The transforming growth factor beta1 (TGF-β1) signaling pathway plays a critical role in the pathogenesis of Type 2 diabetes mellitus (T2DM). Modulating this pathway may offer therapeutic benefits for managing T2DM. Chicoric acid (CA), a polyphenolic compound with reported anti-diabetic properties, has shown potential in metabolic regulation; however, its precise molecular mechanisms remain unclear.
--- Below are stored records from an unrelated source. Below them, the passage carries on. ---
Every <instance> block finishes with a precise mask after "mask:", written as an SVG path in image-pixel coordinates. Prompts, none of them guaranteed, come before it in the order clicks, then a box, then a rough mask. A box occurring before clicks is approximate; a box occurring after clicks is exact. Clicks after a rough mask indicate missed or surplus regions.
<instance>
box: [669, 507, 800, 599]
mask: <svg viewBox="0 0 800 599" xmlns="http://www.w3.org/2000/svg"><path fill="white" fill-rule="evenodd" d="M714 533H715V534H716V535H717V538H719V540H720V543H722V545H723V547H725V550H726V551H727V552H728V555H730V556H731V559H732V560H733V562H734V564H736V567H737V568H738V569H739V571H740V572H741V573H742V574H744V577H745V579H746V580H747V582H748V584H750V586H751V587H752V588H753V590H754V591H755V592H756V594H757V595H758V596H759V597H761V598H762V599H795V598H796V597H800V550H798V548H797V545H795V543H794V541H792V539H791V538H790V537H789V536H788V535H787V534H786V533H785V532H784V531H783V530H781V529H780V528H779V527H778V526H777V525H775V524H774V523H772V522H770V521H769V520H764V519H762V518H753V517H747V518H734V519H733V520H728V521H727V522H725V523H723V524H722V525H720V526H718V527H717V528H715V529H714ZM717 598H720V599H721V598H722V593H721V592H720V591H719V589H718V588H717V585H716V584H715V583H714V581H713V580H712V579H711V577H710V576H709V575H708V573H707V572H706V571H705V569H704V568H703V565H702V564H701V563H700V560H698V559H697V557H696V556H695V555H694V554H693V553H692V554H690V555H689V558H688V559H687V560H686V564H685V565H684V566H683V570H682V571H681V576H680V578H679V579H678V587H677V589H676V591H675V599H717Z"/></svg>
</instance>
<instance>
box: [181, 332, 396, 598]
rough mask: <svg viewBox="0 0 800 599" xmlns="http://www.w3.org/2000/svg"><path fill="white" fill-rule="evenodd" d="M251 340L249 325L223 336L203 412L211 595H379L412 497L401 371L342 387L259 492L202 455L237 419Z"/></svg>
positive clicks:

This study aimed to investigate the effects of palmitate and CA on the TGF-β1 signaling pathway in peripheral blood mononuclear cells (PBMCs) from newly diagnosed T2DM patients and healthy controls.

METHODS

A total of 40 participants, including 20 newly diagnosed T2DM patients and 20 age-matched healthy individuals (40-60 years), were enrolled in this study. Peripheral blood mononuclear cells (PBMCs) were isolated and treated with palmitate and CA. The expression of TGF-β1 mRNA was analyzed using quantitative real-time polymerase chain reaction (qRT-PCR). Protein levels of Smad2/3 and phosphorylated Smad2/3 (p-Smad2/3) were assessed via western blot analysis.

RESULTS

Palmitate stimulation significantly upregulated TGF-β1 gene expression and increased p-Smad2/3 protein levels in PBMCs. However, CA treatment effectively attenuated these palmitate-induced elevations in TGF-β1 expression and p-Smad2/3 protein levels. Additionally, a positive correlation was observed between TGF-β1 expression and p-Smad2/3 protein levels.

CONCLUSIONS

These findings suggest that CA may act as an inhibitor of the TGF-β1 signaling pathway, potentially contributing to T2DM management by downregulating TGF-β1/Smad signaling. Further studies are warranted to explore its therapeutic potential in diabetes treatment.